There may come a time when your life is full of questions.
Why now?
Why this?
Why me?
Why NOT me?
These questions come in times of struggle, of frustration, of life taking (taunting?) you in directions you don’t want to go.
You might get emotional, and it’s hard to think straight when you do.
The words “grit”, “resilience” and “persistence” might leap out of whatever you’re reading or watching in your uneasiness. In response, you might find yourself gritting your teeth, resiliently laying under the covers and reaching for chocolate with noteworthy persistence.
It can feel that the universe doesn’t have your back; instead it’s trying to break it.
In these times I lose all hope for the very thing I’m supposed to have: strength. In fact, the word itself loses meaning in the turmoil of my mind. The sea is too choppy, the waves are big and I feel small.
And when I’m feeling small, I believe the biggest lie – that I need something big to save me.
A miracle, a divine intervention, a sign so big even my small, cloudy eyes can see it.
But it doesn’t happen. The waves of the sea, of life, still rage on.
Now, even in my panic, in my urgency, I am forced to acknowledge that I have only two options.

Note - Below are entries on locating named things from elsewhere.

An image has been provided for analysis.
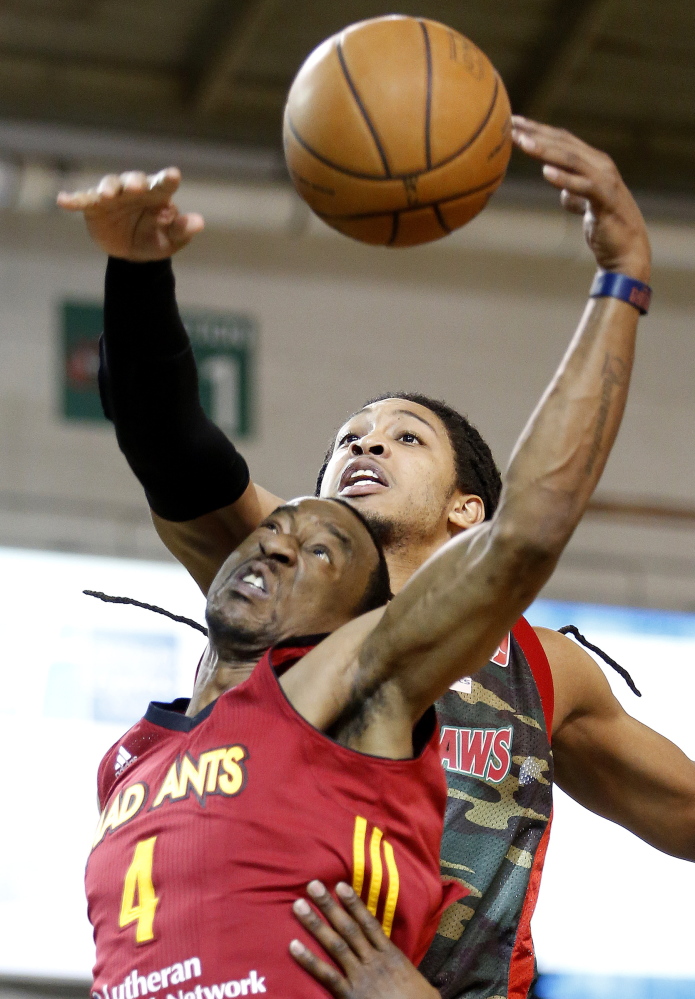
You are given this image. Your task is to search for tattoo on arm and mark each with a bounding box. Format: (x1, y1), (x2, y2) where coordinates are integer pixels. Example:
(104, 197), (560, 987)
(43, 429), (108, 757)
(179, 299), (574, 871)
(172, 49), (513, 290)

Sheer force of will – where I muster up a superhuman force to knock sense into my own head, stop wasting my energy panicking and start doing things that are useful, sensible, that might – just might – work. Even if they don’t, they keep me moving.
Sheer force of habit – where I muster up a human force to knock sense into my own head, stop wasting my energy panicking and start doing things that are useful, sensible that might – just might – work. Even if they don’t, they keep me moving.
The only difference is, in times of a storm, you’re more likely to follow through on the latter, because while you’re capable of drawing superhuman strength, it’s not something you can sustain or bring forth as often as you might need to.
Habits outlast willpower any day, any time, in any storm.
A few bumps and bruises later, I tend to get more clear-headed. I’ve been through tough times before, I remember.
I pick myself up, and take a step.
The universe is still watching me. I know I have to keep moving.
Occasionally, it gives me a hand. I know I have to keep moving.